I used a "controlled-overtraining" program like this one:
Because I was able to recover from it, the high frequency of training worked in my favor and allowed me to get great results. But would I recommend this type of program to someone working a physical job or without optimum nutrition in quality or amount? No chance.
EXAMPLE #3 - Extremely busy work schedule, office job, meals determined by work breaks but workouts may have to be put off until the next day to accommodate overtime.
Having an office job meant that it wasn't physically demanding, allowing for good recovery. Nutrition, however, was often hit-or-miss due to busy scheduling. There were times, when work demanded, that I needed to put in hours after regular time, which forced me to push workouts back to the next day.
To maximize the results with this situation, I changed to a "one bodypart per day" training system. I would do a single bodypart in a workout, working it with high volume and high intensity. The next day I would do a different bodypart, rotating continuously through all the major bodyparts.

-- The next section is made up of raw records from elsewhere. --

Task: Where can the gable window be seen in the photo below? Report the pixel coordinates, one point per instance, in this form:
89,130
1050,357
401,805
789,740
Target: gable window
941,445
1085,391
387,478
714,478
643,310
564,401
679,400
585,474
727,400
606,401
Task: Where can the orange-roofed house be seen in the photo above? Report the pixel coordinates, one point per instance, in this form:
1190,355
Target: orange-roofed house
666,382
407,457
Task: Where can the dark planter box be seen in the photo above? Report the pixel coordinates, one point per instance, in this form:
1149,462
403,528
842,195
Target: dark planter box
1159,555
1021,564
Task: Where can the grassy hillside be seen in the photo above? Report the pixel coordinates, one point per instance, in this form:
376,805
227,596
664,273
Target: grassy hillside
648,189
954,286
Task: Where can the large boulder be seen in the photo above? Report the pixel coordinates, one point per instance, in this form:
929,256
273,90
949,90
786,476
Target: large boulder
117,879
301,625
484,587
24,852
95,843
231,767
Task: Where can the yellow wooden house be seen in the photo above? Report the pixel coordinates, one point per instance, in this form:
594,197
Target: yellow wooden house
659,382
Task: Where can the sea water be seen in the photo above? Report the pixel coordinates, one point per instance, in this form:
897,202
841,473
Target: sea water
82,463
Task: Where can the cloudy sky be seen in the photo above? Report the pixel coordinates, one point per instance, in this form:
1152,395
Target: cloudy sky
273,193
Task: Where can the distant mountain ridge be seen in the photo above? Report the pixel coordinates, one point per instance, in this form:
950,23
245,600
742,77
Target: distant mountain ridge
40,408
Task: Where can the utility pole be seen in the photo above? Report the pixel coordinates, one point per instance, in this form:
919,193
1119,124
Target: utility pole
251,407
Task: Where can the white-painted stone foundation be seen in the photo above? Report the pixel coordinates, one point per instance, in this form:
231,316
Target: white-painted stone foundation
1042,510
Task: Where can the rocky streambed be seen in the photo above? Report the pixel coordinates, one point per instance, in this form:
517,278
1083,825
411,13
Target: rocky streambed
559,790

Because I was working only one bodypart at a time, the training frequency was very low, basically working the target bodypart once every 7 to 8 days. This, of course, would increase if I had to bump a workout back a day.
Even though I would basically "destroy" the single bodypart in its workout, this low training frequency gave my body enough time to recover and rebuild the muscle. It would take that much time for the part to recover.
Also, when you work one bodypart, other bodyparts area invariably involved, allowing for indirect stimulation of the other muscles more frequently, e.g. when you bench press for the chest, the triceps are also involved.
This plan gave me the flexibility to easily change workout schedules without compromising results while allowing my less-than-perfect nutrition to still allow me to recover enough between workouts and get results.
As you can see, optimum training frequency is nothing as simple as "work each bodypart twice a week." The give and take between a number of different factors in your life and schedule will help you determine how often you should be training and the type of training you should be doing for best results.